思い返せば、加藤ゆかりは、その佐藤に片思いをしていることを僕に打ち明け、その後、水沢さんも交えてダブルデートをした。

 女の子の方は、いつも佐藤にすり寄っていた山野いずみだ。

 佐藤は「俺は寄ってくる奴は嫌いなんだ」と言っていたが、今見る限りでは、もろにすり寄られて一緒に歩いている。あの二人、つき合っているのか? 佐藤はいつかは速水部長のことを「タイプなんだ」と言っていたが、速水さんを諦め、よりによって女狐のような顔の山野いずみと・・

 あの意地悪そうな顔の山野いずみには僕が一年の時、

「鈴木君って、いるのかいないのか、わからないわよね」と言われたことがある。

影が薄い・・その言葉は人伝えに訊くことはよくある。しかし山野いずみの場合は直接、面と向かって言われた。

 どんな時に言われたのか? それは、廊下で出会い頭にぶつかった時だ。ぶつかってきたのは彼女の方だ。いくら僕が影が薄くても、ちゃんと前を向いて歩けよ。


 そんな二人に声をかけられるのはイヤだなあ・・そう持っていると、

「鈴木じゃないか」と、さっそく声をかけられた。

 山野いずみの方は挨拶しないし、僕の顔を見ていない。
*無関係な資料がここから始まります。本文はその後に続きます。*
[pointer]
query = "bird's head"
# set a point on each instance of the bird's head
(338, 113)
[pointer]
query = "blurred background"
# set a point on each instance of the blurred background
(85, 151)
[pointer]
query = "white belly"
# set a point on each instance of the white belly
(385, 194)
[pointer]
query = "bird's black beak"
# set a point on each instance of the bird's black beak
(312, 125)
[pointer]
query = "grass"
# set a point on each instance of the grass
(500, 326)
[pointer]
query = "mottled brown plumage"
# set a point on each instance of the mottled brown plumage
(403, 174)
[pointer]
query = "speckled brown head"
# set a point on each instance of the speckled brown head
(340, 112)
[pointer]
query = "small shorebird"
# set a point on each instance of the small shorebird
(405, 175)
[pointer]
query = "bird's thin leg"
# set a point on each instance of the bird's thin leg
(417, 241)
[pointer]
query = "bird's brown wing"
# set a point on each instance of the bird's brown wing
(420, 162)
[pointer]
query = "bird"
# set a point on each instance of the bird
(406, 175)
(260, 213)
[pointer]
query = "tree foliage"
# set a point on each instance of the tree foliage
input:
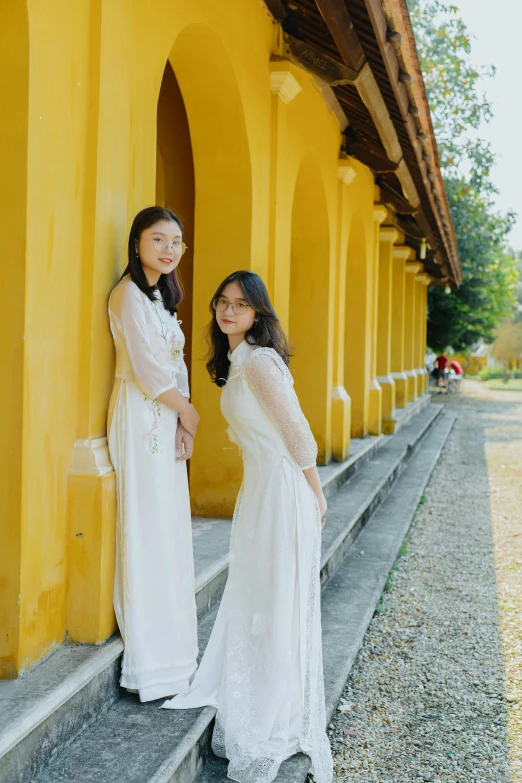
(459, 106)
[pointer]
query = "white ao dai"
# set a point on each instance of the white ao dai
(262, 668)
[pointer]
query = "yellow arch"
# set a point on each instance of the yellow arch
(223, 237)
(309, 300)
(357, 367)
(14, 101)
彼女にとっては、僕が透明にならなくても、「いない者」扱いなのだろう。

 僕が不愛想に「おお・・」と返すと、

「暑いな・・その辺の喫茶店でアイスコーヒーでも飲みに行くか?」と誘われた。

 佐藤とは学校の裏庭で水沢さんと揉めた経緯があるが、あいつ、忘れているのか?

「今から、自習室に行くところなんだ」僕は軽く断りを入れた。

すると佐藤は、

「鞄・・持ってないじゃないか」と指摘した。

 しまった。感情の赴くまま、ここまで来たので、何も考えず、何も持ってきていなかった。自習する気がないのがばれた。断る理由を失ってしまった。

 佐藤につき合うのは気が進まないし、図書館のどこかに、水沢さん、もしくは石山純子がいることも気になる。

 どう言って断ろう、と思っていると、山野いずみが佐藤の腕に手を回し、「ねえ、佐藤くん。そんなのほっといて行きましょうよ」と僕を見ずに言った。

「そんなの」・・僕は「そんなの」なのか。僕はいろんな言い方をされるものだ。ちゃんと僕には名前があるぞ。ムッとした僕は、

「佐藤・・少しなら時間はある」と答えた。

 断らなかった意図・・山野いずみに不快な思いをさせること。僕が喫茶店に同席すれば、佐藤と二人きりになるのを邪魔できる。小さな抵抗だ。自習室に行くのはその後でいい。